Entre réel et imaginaire
"Pour Synge", explique Marc Paquien, "notre monde est toujours un peu en équilibre entre réel et imaginaire. À l'image de sa langue, qui se situe à mi-chemin entre parler populaire et poétique. L'histoire du Baladin, c'est en fait celle d'un garçon [interprété par Manuel Mazaudier, ndlr] qui bascule dans un univers où il s'invente en tant qu'homme, mais aussi en tant que poète, où il devient adulte en faisant l'expérience de ses rêves et de ses mensonges. Comme le dit très justement François Regnault [traducteur, ndlr], c'est un Œdipe qui n'aurait pas tué son père, un Hamlet dont le fantôme paternel serait vivant, un Christ qui n'aurait pas sauvé le monde." Le parcours de ce Christy (qui, se présentant comme parricide dans un village reculé d'Irlande, est tout d'abord fêté comme le Messie avant d'être conspué lorsque son père réapparaît) est très souvent monté comme une fable réaliste. Ce serait mal connaître Marc Paquien que de s'attendre à ce qu'il donne, lui aussi, dans les pintes écumeuses, les tonneaux de whisky à foison et les trognes d'ivrognes. "J'aime créer des univers étranges, poétiques", continue-t-il, "capables de mener le spectateur vers un ailleurs.
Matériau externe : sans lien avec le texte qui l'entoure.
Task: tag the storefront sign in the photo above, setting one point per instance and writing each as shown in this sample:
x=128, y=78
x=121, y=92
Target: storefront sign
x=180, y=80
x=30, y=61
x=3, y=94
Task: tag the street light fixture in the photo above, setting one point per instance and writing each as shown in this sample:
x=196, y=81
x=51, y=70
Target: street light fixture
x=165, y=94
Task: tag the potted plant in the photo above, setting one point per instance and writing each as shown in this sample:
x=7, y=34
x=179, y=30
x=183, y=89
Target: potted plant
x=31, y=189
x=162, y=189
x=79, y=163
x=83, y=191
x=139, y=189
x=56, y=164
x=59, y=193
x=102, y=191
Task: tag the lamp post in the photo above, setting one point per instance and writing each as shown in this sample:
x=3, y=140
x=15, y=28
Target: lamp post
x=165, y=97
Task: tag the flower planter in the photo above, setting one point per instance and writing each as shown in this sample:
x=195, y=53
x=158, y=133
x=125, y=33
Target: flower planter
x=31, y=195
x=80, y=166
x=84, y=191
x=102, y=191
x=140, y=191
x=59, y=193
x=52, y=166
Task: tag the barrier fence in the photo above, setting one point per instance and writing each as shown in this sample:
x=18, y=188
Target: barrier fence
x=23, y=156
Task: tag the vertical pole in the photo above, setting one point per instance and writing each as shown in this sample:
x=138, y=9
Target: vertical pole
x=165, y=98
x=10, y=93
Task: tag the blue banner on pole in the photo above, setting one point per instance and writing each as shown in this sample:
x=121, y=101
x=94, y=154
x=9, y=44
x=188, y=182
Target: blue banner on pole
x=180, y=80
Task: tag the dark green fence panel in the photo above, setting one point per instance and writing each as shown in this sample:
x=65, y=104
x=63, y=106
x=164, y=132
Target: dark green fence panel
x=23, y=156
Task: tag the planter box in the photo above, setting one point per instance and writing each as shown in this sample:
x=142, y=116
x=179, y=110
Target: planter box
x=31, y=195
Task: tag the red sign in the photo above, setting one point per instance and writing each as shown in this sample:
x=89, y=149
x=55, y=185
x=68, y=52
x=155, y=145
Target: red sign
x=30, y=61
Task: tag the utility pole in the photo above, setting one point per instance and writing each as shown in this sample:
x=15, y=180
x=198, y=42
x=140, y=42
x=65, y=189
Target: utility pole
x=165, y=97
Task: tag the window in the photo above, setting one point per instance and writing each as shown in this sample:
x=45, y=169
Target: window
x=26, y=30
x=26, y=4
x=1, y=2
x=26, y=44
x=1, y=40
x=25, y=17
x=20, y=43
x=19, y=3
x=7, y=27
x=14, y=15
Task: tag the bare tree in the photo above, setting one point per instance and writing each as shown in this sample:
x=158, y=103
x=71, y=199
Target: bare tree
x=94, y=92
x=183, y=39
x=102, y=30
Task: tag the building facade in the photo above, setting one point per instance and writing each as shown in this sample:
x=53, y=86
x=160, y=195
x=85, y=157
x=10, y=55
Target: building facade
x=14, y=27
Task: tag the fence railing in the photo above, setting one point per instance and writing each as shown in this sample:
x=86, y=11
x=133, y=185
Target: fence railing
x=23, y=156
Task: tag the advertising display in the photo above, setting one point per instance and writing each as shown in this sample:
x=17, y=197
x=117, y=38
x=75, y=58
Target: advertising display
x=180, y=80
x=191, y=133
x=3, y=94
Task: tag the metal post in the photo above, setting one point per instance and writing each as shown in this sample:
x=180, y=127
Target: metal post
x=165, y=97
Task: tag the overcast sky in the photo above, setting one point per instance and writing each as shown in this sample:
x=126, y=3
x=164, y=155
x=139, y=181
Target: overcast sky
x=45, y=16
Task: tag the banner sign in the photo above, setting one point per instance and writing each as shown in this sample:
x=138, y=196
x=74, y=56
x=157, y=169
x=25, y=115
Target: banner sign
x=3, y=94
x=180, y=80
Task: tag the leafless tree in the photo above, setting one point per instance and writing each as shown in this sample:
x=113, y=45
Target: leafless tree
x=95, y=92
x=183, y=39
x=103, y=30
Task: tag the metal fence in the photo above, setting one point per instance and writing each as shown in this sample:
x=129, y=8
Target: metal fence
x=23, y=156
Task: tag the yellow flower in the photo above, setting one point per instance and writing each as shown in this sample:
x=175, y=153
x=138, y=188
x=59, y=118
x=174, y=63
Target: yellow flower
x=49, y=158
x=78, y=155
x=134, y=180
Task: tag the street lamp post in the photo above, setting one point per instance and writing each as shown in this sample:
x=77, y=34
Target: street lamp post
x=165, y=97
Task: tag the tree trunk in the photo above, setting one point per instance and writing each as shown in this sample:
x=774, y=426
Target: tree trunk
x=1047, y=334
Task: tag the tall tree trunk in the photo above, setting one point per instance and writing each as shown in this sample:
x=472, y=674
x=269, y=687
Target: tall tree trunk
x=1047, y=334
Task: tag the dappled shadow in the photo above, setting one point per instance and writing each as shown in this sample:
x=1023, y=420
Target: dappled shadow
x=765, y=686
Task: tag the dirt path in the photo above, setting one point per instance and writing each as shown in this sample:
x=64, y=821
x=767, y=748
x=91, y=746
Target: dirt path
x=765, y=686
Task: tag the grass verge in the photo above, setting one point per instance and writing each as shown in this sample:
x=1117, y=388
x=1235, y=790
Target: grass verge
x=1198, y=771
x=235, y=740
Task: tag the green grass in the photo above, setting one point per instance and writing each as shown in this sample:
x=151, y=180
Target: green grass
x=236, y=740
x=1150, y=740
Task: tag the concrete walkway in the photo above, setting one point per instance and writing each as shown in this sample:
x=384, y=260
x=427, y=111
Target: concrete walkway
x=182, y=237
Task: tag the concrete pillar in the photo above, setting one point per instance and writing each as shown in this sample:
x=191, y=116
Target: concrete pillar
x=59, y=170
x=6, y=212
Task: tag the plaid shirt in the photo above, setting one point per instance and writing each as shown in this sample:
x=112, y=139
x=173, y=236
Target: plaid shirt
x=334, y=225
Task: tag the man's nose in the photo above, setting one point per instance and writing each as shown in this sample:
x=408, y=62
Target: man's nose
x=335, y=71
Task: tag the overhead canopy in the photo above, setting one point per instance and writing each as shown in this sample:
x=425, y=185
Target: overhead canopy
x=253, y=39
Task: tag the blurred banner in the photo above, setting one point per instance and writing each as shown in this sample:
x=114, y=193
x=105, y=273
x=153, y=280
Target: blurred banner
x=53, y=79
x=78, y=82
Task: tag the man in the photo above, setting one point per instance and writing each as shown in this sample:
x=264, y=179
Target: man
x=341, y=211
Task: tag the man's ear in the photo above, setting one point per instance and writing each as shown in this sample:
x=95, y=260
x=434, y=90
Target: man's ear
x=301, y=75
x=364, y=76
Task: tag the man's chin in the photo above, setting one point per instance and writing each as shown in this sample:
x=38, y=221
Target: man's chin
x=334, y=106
Gérard Didier [décorateur, ndlr] et moi, tout en nous inspirant de peintures de Chagall, avons inventé un espace scénique ressemblant à un campement de forains. Parce que, pour moi, le théâtre vient de là : des gens qui rêvent, qui voyagent."

Entre ombre et lumière
Découvrant la scène au Théâtre de Chaillot, élève de Philippe Duclos à l'école du Théâtre Gérard-Philipe, Marc Paquien a été formé à la méthode Vitez, celle de l'acteur-metteur en scène "inventant sans cesse le plateau". C'est en découvrant cette position-là qu'il comprend que ses envies se situent "à la frontière de l'ombre et de la lumière". "Je crois que j'ai un rapport très globalisant au théâtre", confie-t-il. "Très tôt, j'ai aimé faire de la régie. J'adore arriver à 9 heures du matin et bidouiller jusqu'à la répétition avec les comédiens." Après un double parcours d'administrateur et d'assistant metteur en scène (Yves Beaunesne, Jeanne Moreau...), il part suivre l'enseignement de Krystian Lupa à Cracovie dans le cadre de l'Institut nomade de la mise en scène. "Lupa m'a appris une chose fondamentale", affirme-t-il, "c'est de savoir où je me situais en tant que metteur en scène". La réponse est énoncée de façon claire, sans appel : "Sur scène. Profondément. Avec les acteurs. Dans un aller-retour permanent entre eux et moi."